Un biais de publication désigne le fait que les chercheurs (pour leurs CV) et les revues scientifiques (pour leur marketing)1 ont bien plus tendance à publier des expériences ayant obtenu un résultat positif que des expériences ayant obtenu un résultat négatif. Ce biais de publication entraîne un effet tiroir, les résultats négatifs restant « au fond du tiroir ». Cela crée une perception des résultats scientifiques un peu plus « belle » qu’elle ne l’est réellement, et crée parfois ce que l’on appelle des faux positifs.
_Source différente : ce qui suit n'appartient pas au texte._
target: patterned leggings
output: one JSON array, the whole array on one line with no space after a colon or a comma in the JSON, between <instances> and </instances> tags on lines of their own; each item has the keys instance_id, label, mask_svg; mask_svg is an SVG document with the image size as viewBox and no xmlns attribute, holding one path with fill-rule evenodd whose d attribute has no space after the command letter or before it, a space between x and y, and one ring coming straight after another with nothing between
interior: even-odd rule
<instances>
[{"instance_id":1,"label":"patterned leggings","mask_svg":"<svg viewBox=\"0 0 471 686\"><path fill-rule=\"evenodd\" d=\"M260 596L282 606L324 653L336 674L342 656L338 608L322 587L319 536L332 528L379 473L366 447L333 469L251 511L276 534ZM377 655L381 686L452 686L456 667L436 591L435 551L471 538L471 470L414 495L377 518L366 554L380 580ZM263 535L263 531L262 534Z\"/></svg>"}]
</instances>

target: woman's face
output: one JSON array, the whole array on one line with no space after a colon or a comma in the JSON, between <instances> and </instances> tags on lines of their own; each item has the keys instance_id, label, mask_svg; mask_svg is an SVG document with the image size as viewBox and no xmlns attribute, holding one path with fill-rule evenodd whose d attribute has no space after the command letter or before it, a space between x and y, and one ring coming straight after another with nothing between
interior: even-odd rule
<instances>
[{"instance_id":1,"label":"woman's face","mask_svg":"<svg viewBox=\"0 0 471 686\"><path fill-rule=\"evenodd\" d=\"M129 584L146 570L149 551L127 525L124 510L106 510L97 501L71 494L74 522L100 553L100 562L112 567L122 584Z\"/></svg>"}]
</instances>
Même lorsqu’elle ne cherche pas à tout prix le scoop, une revue est dans tous les cas peu encline à publier des résultats non significatifs d’un point de vue statistique 2. Que la revue, malgré une méthodologie irréprochable, ne publie pas les résultats contredisant l’hypothèse initiale (hypothèse qui postule généralement que le traitement testé a un effet) s’appelle le biais de publication 3. Compte tenu des efforts et du temps nécessaire à la publication d’un article par un scientifique, ce dernier peut, devant le biais de  publication, s’autocensurer, et préférer laisser ses recherches au fond du tiroir, sans chercher à les publier. C’est ce biais de pré-publication qu’on appelle l’effet tiroir, ou file drawer effect, nom donné par le psychologue Robert Rosenthal en 1979 4

Cet effet, fort peu documenté, tient sa première étude de Brian Martinson et ses collègues, chercheurs à la Health Partners Research Foundation, qui menèrent en juin 2005 une étude pour le journal scientifique Nature. L’équipe de Martinson envoya une enquête anonyme à des milliers de scientifiques financés par les National Institutes of Health : 6% des répondants reconnurent avoir « rejeté des données parce qu’elles contredisaient leur recherche antérieure », et plus de 15 % ont reconnu avoir fait fi d’observations parce qu’ils avaient « la conviction profonde » qu’elles étaient inexactes, ce qui fit conclure aux auteurs :

« Notre approche permet certainement de songer à l’existence d’un biais de non-réponse. Les scientifiques qui s’en sont montrés coupables étaient peut-être susceptibles de répondre moins souvent que les autres à notre enquête, sans doute parce qu’ils craignaient d’être découverts et sanctionnés. Ce fait, combiné avec celui qu’il y a probablement eu sous-déclaration des écarts de conduite parmi les répondants, tend à montrer que nos estimations des comportements délinquants demeurent prudentes »5

L’effet tiroir est particulièrement sensible dans le cadre de la médecine en général et de la rééducation en particulier puisque les professionnels, n’ayant que peu de temps à consacrer à la consultation des données scientifiques, concentrent généralement leurs efforts sur la lecture des revues systématiques ou des méta-analyses de la littérature (c’est-à-dire un article faisant la synthèse du sujet). Le problème réside dans le fait que ces articles se basent sur les données disponibles, donc publiées, donc plutôt orientées dans le sens d’un effet significatif. Rappelons par acquit de conscience que la significativité statistique ne dit absolument rien de la validité méthodologique d’une étude.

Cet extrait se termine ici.